Disagree with Jefferson if you like, but folks like me see this more as a reflection of your own worldview and upbringing than as an accurate characterization of the so-called “privileged class” you try to paint with that brush.

BobN
BobN
10 years ago

Nice quotes, but they don’t at all support the Leftist view that totalitarian, nanny-state government is the solution.
In fact, if the Jefferson quotes are accurate and apply universally, then the Left’s demonization of business managers (the evil “corporate executives) would imply that they do not have the same human nature as the rest of us.
In fact, conservatives have exactly as much, and per some studies even more, of that love of others than liberals do, as evidenced by higher rates of charitable contributions and volunteerism. The main difference is that Conservatives want these things to remain personal and voluntary, not faceless and forced by government.
In fact, the Left’s view is that most people are inherently evil or stupid and must be controlled by their betters through a powerful central government. This runs exactly counter to the Jefferson quotes you pasted.

OldTimeLefty
10 years ago

Who are you to define civic duty? It seems to me they are doing their civic duty by staying away.
Were you appointed gauleiter? It skipped my notice.
OldTimeLefty

Russ
Russ
10 years ago

It is not charity but a right, not bounty but justice, that I am pleading for. The present state of civilization is as odious as it is unjust. It is absolutely the opposite of what it should be, and it is necessary that a revolution should be made in it. The contrast of affluence and wretchedness continually meeting and offending the eye, is like dead and living bodies chained together. Though I care as little about riches as any man, I am a friend to riches because they are capable of good. I care not how affluent some may be, provided that none be miserable in consequence of it. But it is impossible to enjoy affluence with the felicity it is capable of being enjoyed, while so much misery is mingled in the scene. The sight of the misery, and the unpleasant sensations it suggests, which, though they may be suffocated cannot be extinguished, are a greater drawback upon the felicity of affluence than the proposed ten per cent upon property is worth. He that would not give the one to get rid of the other has no charity, even for himself. There are, in every country, some magnificent charities established by individuals. It is, however, but little that any individual can do, when the whole extent of the misery to be relieved is considered. He may satisfy his conscience, but not his heart. He may give all that he has, and that all will relieve but little.
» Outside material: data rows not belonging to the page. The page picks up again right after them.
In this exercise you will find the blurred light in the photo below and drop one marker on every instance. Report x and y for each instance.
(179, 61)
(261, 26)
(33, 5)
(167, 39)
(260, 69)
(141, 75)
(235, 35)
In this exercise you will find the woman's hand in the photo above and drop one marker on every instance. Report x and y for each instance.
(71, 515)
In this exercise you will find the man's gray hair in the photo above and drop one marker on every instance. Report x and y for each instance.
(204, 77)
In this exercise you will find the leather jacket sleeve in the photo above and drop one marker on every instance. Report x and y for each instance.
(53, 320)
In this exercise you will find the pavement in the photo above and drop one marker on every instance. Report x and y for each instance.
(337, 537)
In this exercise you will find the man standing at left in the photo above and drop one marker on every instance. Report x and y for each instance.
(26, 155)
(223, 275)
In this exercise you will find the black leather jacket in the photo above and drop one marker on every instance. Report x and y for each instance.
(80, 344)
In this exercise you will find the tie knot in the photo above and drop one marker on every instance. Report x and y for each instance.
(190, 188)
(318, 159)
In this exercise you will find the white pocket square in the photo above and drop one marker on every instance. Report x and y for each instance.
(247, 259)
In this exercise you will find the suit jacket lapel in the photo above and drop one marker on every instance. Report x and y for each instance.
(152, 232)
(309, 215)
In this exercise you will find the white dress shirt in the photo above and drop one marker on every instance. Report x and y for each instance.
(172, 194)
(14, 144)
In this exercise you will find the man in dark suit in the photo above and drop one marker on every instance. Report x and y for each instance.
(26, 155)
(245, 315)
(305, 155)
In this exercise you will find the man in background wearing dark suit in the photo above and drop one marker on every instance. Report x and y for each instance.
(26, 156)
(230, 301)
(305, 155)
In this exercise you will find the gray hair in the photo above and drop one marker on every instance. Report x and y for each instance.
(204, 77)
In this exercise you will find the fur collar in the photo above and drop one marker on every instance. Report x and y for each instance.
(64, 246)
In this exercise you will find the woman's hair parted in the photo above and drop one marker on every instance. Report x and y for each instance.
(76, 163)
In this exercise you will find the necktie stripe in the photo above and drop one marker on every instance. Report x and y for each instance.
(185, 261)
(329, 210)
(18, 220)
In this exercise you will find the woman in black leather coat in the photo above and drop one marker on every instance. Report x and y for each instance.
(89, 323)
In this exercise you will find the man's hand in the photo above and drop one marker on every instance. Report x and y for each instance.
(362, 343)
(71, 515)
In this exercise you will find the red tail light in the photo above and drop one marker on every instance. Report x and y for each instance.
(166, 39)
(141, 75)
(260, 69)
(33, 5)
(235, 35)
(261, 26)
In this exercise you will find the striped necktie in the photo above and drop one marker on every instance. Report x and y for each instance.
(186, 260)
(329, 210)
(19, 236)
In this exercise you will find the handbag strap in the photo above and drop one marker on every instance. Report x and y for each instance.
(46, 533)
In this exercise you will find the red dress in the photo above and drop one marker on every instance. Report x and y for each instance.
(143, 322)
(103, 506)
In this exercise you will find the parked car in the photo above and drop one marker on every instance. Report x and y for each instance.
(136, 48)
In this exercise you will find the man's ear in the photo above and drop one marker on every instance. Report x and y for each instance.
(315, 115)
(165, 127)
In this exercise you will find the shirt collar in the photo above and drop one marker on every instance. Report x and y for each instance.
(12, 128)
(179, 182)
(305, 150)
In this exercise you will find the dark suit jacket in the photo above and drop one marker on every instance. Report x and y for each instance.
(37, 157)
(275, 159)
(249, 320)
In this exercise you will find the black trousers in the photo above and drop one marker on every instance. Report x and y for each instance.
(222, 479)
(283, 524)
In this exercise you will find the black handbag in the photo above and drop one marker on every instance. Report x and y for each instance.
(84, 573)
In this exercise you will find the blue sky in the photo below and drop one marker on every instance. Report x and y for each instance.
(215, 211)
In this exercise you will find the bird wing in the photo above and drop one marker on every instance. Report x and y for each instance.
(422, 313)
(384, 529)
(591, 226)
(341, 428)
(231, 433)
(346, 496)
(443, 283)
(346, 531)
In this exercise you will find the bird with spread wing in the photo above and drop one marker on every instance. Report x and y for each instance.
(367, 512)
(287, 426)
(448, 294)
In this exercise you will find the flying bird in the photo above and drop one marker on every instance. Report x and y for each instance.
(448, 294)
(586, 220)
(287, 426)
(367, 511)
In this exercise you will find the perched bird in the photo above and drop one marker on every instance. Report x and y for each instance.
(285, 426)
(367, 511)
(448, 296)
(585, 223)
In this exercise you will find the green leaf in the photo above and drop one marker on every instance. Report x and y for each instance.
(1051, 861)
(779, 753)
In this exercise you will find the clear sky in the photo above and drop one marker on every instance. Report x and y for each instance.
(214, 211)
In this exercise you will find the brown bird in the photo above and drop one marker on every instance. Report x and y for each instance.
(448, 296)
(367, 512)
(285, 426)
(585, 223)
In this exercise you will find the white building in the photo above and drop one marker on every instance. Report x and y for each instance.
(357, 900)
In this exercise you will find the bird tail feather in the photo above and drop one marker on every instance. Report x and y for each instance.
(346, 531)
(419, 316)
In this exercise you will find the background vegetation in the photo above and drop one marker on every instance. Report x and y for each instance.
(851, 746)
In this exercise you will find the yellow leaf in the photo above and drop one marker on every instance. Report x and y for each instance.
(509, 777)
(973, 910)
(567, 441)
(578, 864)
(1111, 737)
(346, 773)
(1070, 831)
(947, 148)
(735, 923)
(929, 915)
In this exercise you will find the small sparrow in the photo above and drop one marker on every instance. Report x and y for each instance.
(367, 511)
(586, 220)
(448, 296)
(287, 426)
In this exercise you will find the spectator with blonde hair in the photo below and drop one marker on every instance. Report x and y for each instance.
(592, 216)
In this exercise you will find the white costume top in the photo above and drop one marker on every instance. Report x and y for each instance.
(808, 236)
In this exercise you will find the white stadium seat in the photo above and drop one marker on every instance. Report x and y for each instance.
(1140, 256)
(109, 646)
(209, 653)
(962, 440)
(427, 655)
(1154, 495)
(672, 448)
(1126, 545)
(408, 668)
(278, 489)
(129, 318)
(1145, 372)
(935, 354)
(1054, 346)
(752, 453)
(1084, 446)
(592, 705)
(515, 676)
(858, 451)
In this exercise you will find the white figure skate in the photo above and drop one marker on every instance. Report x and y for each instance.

It is only by organizing civilization upon such principles as to act like a system of pulleys, that the whole weight of misery can be removed. — Thomas Paine On the other hand, there’s a whole host of police state powers that conservatives seem real fond of and that the left could… Read more »

BobN
BobN
10 years ago

Why would we look to Paine as an authoritative source?
What police-state powers are conservatives “real fond of”? I think you are repeating a Leftist canard here.

joe bernstein
joe bernstein
10 years ago

Hey,Andrew-you got it-the social engineering segment of the left thinks people can be improved through some sort of educational conditional regimen.
Human nature can’t be changed.And I’m not talking about “original sin” here.